Maurice Clavel, un jeune normalien philosophe de 22 ans sans aucune expérience militaire, se voit confier la direction départementale de la Résistance (il a d’abord été un militant du PPF et a rejoint les camps écoles des Compagnons de France, institution pétainiste). Avec son amie Sylvia Montfort, ils ont contribué à coordonner les initiatives des groupes locaux. L’auteur montre que son discours mystique et philosophique, tout imprégné des concepts de rédemption et d’absolution n’était sans doute pas le plus adapté à la guérilla des maquis ! Clavel n’hésite pas à faire prendre d’énormes risques à ses maquisards en les confiant à Roland Farjon, un homme dont il sait qu’il a été, et qu’il est peut-être encore, un traître.
Désigné par Clavel pour diriger des maquis importants, ceux de Dreux, Crucey et La Ferté Vidame, Farjon est considéré comme l’un des traîtres majeurs au sein du mouvement OCM (Organisation civile et militaire) de la région Nord qui comptera plusieurs centaines d’arrestations. Clavel connaît ce passé. L’auteur conteste avec des arguments la légende qui veut que Farjon soit venu se racheter en Eure et Loir dans les combats directs avec le soutien de Clavel et d’O’Neill.
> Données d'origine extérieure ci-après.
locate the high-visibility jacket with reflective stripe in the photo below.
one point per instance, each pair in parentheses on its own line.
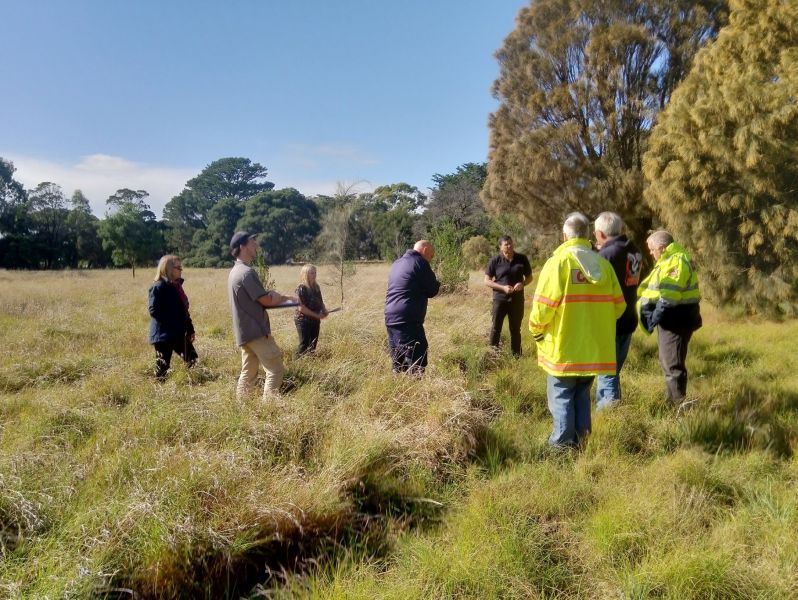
(669,296)
(577,301)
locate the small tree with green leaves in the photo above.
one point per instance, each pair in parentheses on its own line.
(449,264)
(335,237)
(722,162)
(130,230)
(477,251)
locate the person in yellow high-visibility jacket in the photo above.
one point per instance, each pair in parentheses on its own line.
(668,301)
(577,301)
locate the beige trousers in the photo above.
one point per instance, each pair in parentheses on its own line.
(260,352)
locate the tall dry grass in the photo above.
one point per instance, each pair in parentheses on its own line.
(360,484)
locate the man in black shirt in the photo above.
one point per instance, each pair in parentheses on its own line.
(507,274)
(626,260)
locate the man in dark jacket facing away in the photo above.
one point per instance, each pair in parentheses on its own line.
(411,283)
(626,260)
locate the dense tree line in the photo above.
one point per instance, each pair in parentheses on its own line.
(41,229)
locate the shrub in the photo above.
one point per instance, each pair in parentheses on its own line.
(477,251)
(449,265)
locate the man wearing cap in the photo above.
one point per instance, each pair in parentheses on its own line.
(248,299)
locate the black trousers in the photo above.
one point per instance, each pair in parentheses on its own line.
(408,347)
(672,356)
(163,354)
(308,331)
(514,311)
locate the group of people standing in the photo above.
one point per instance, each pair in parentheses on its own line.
(583,316)
(587,304)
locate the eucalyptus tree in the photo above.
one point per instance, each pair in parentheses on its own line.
(580,86)
(722,160)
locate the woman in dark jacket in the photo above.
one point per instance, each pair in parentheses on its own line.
(311,310)
(171,329)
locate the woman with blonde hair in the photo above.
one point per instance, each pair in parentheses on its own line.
(171,329)
(311,310)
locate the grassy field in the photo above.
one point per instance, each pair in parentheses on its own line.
(361,484)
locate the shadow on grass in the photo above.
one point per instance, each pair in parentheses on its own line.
(750,419)
(290,547)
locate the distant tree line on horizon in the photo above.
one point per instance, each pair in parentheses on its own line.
(42,228)
(680,114)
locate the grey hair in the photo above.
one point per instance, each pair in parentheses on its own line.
(576,226)
(609,223)
(660,239)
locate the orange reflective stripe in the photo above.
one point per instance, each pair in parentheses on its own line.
(546,301)
(589,298)
(578,366)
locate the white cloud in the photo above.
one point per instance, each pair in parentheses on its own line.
(100,175)
(327,155)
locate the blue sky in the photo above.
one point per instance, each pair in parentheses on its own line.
(100,95)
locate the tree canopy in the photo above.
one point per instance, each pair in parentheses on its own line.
(722,160)
(579,88)
(130,231)
(188,212)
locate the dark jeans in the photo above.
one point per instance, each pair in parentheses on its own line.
(308,331)
(163,354)
(408,347)
(672,356)
(514,311)
(569,405)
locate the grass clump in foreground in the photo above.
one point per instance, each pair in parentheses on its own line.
(111,482)
(359,484)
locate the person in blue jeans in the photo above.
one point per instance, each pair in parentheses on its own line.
(577,301)
(626,260)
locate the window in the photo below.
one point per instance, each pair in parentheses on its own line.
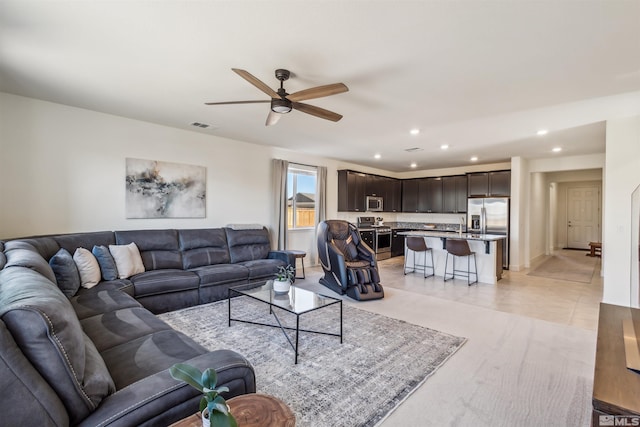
(301,196)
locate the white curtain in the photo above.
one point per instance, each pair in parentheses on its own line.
(280,170)
(321,199)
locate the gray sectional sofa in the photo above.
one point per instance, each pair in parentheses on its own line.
(101,356)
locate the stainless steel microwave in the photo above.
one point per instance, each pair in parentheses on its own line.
(374,204)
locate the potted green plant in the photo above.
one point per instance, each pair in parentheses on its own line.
(283,279)
(214,409)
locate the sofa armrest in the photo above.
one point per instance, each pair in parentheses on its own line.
(285,256)
(161,400)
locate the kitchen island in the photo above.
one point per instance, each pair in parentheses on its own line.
(486,246)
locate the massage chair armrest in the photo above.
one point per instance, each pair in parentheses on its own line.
(161,400)
(338,263)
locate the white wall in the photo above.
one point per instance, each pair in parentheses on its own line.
(622,176)
(62,170)
(539,218)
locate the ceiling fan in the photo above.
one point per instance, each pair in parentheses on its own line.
(283,102)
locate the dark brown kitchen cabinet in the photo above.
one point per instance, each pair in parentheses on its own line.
(375,185)
(500,183)
(410,195)
(430,195)
(392,195)
(351,191)
(478,184)
(454,194)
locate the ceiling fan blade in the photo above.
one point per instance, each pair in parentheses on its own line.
(236,102)
(256,82)
(316,111)
(272,118)
(318,92)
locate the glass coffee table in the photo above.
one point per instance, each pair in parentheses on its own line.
(297,301)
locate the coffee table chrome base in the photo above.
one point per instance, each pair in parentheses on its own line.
(283,328)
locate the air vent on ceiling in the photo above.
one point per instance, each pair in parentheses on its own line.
(200,125)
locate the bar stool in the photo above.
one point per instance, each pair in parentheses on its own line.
(460,248)
(417,244)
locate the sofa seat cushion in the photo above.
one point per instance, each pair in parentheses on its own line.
(44,325)
(150,354)
(118,327)
(88,304)
(263,267)
(164,281)
(211,275)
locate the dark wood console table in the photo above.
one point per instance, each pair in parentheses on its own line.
(616,389)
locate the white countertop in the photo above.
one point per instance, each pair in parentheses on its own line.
(450,235)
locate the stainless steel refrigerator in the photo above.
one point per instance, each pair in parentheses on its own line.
(490,216)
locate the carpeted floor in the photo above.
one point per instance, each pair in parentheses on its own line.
(560,266)
(357,383)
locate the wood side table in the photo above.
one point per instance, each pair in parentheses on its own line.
(251,410)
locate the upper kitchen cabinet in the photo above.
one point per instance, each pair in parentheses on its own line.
(410,195)
(392,195)
(500,183)
(351,191)
(430,195)
(454,194)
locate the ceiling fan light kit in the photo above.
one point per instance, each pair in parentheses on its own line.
(283,102)
(281,106)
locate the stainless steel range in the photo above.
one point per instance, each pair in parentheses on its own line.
(376,235)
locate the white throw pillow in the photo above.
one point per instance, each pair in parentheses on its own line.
(88,267)
(128,260)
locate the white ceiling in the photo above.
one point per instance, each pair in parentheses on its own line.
(480,76)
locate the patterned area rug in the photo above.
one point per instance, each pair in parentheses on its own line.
(357,383)
(564,267)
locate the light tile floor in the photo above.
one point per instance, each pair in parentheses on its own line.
(529,357)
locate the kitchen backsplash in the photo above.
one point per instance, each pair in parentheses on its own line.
(409,220)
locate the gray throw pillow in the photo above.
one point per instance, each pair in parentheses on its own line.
(106,262)
(66,272)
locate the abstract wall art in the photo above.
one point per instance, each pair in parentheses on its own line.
(156,189)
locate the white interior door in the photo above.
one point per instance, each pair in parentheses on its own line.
(583,216)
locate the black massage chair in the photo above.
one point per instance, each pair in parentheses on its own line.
(349,264)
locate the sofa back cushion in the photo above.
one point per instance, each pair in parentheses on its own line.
(248,245)
(159,248)
(45,246)
(66,271)
(3,258)
(22,254)
(71,242)
(44,325)
(203,247)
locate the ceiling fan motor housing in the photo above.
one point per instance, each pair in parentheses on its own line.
(282,74)
(280,105)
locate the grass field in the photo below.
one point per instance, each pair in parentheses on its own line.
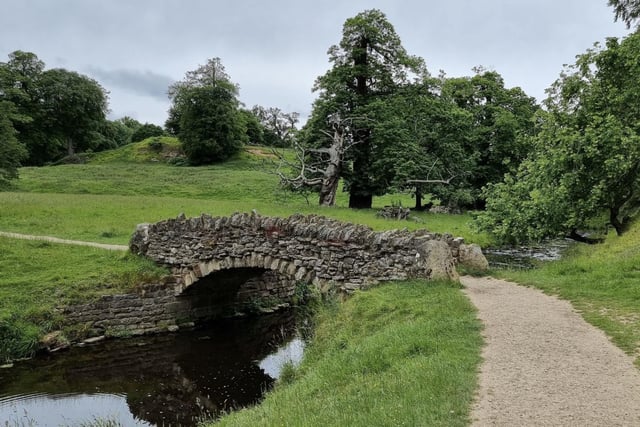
(399,354)
(402,353)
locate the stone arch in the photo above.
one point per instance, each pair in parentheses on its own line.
(312,248)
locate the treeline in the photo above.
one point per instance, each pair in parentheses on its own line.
(381,122)
(52,115)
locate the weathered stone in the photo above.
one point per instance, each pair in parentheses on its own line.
(54,341)
(94,340)
(471,256)
(439,263)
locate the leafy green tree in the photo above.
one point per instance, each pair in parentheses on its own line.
(369,63)
(586,157)
(501,117)
(279,127)
(205,114)
(12,153)
(75,109)
(145,131)
(430,135)
(20,84)
(65,111)
(254,129)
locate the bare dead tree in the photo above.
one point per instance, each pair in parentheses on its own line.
(318,167)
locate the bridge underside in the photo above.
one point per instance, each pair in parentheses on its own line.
(237,290)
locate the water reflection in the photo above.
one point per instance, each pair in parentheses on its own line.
(170,380)
(526,256)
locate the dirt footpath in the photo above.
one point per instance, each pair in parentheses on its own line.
(545,366)
(64,241)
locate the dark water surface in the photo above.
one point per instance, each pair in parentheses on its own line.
(163,380)
(526,256)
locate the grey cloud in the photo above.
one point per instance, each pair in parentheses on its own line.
(144,83)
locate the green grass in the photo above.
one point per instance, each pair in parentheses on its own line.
(602,282)
(399,354)
(104,200)
(38,277)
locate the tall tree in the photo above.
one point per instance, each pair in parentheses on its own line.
(205,114)
(501,117)
(12,153)
(20,84)
(368,63)
(75,108)
(429,154)
(279,127)
(587,152)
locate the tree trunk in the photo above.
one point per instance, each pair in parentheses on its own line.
(617,224)
(328,190)
(71,150)
(360,201)
(418,199)
(360,195)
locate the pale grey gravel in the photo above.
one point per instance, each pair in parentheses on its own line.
(544,365)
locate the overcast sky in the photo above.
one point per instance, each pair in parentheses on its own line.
(275,49)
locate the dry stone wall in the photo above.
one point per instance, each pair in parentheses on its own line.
(310,248)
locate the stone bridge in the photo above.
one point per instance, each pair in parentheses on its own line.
(226,266)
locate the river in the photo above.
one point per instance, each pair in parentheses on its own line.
(161,380)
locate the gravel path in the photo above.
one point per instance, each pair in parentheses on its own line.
(545,366)
(65,241)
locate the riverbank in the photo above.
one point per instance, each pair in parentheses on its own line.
(397,354)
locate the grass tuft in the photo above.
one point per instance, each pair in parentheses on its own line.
(399,354)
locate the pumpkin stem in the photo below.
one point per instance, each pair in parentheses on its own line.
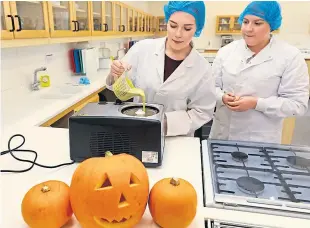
(108,154)
(174,181)
(45,189)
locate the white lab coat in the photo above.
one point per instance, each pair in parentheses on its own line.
(277,75)
(188,95)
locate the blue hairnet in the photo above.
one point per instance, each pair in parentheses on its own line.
(195,8)
(270,11)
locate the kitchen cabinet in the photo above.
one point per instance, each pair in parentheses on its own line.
(24,19)
(228,25)
(70,21)
(102,18)
(69,18)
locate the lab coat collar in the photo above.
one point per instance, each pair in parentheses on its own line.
(160,51)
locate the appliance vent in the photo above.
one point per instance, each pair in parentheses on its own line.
(217,224)
(116,142)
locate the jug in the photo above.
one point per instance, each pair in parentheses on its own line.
(124,89)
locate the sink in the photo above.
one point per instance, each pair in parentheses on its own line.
(60,92)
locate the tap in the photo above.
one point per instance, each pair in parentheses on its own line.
(121,49)
(36,82)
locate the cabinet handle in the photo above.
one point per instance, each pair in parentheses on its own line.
(13,24)
(19,23)
(74,30)
(106,27)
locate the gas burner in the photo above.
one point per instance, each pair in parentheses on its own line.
(250,185)
(298,162)
(239,156)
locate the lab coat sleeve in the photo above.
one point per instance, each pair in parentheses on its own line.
(199,111)
(130,58)
(293,92)
(217,74)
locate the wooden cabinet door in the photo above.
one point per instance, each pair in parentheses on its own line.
(7,22)
(81,11)
(30,19)
(61,18)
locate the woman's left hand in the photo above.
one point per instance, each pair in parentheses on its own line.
(243,104)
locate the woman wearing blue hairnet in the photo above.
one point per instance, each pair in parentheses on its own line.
(260,80)
(171,72)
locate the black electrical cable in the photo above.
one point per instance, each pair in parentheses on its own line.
(33,163)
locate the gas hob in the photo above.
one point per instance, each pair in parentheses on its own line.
(248,176)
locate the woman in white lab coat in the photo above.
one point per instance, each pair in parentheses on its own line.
(171,72)
(260,80)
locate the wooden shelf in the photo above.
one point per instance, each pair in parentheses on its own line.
(60,7)
(45,41)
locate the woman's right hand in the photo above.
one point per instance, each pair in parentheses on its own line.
(229,97)
(118,68)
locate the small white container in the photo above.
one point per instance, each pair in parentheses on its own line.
(105,63)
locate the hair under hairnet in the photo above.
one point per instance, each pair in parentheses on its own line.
(270,11)
(195,8)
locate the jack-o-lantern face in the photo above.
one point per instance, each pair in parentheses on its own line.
(109,192)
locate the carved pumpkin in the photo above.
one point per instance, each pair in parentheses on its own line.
(173,203)
(110,191)
(47,205)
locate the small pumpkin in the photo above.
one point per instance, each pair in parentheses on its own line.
(47,205)
(173,203)
(110,191)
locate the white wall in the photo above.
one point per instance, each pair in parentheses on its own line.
(295,27)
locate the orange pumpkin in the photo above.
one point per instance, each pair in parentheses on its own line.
(173,203)
(47,205)
(109,191)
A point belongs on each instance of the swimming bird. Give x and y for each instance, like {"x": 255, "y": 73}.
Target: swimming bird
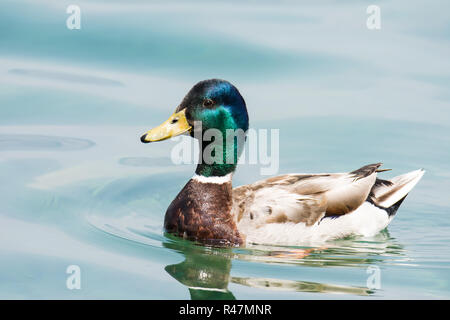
{"x": 287, "y": 209}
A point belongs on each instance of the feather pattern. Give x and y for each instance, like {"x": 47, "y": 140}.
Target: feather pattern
{"x": 295, "y": 208}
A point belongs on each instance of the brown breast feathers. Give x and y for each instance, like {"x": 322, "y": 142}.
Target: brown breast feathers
{"x": 202, "y": 212}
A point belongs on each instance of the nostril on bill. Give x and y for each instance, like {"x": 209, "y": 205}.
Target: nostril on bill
{"x": 143, "y": 139}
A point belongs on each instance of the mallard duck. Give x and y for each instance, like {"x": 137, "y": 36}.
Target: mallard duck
{"x": 286, "y": 209}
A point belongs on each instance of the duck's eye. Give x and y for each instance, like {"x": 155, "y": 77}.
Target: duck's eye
{"x": 208, "y": 103}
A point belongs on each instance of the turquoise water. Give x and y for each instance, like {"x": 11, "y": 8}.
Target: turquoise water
{"x": 78, "y": 188}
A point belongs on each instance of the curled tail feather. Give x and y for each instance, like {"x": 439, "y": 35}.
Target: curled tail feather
{"x": 389, "y": 194}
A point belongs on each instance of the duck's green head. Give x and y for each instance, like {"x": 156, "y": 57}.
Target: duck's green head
{"x": 210, "y": 104}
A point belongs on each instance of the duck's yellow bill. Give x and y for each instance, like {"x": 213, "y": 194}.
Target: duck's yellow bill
{"x": 177, "y": 124}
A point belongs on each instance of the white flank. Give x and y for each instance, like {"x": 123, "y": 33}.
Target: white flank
{"x": 367, "y": 220}
{"x": 217, "y": 180}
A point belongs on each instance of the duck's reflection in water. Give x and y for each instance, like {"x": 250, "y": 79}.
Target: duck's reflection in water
{"x": 206, "y": 271}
Quelques critiques de forme
Cet ouvrage très riche en informations n’est cependant pas d’un abord très facile, et il est même sans doute à peu près inaccessible à un jeune lecteur d’aujourd’hui. Il manque de courtes synthèses et des résumés partiels qui permettraient de mettre l’essentiel davantage en évidence. Il aurait sans doute fallu résumer les récits événementiels, où les reporter en notes et en annexes. Le plan aurait gagné à être plus cohérent, en regroupant par exemple ce qui concerne l’organisation, l’action, la répression alors que ces thèmes sont disséminés : les parachutages sont traités dans un paragraphe intitulé « Le refus », les campements des maquisards et leurs armes dans un autre intitulé « 1944. année décisive » , mais on trouve la récupération des aviateurs anglais et les communications avec Londres dans le chapitre « L’action ». Il arrive aussi qu’un même thème se trouve réparti entre des chapitres différents sans qu’on en comprenne toujours la justification. Pour terminer sur le registre des critiques que l’on souhaite constructives, il faudrait sans doute recourir plus largement aux archives, qui ne sont pas aussi pauvres qu’on le dit souvent, même en ce qui concerne la Résistance. Mais c’est un travail de plus grande ampleur encore pour un seul chercheur, à l’échelle d’un département entier, où l’on sait maintenant que l’activité de la Résistance fut importante.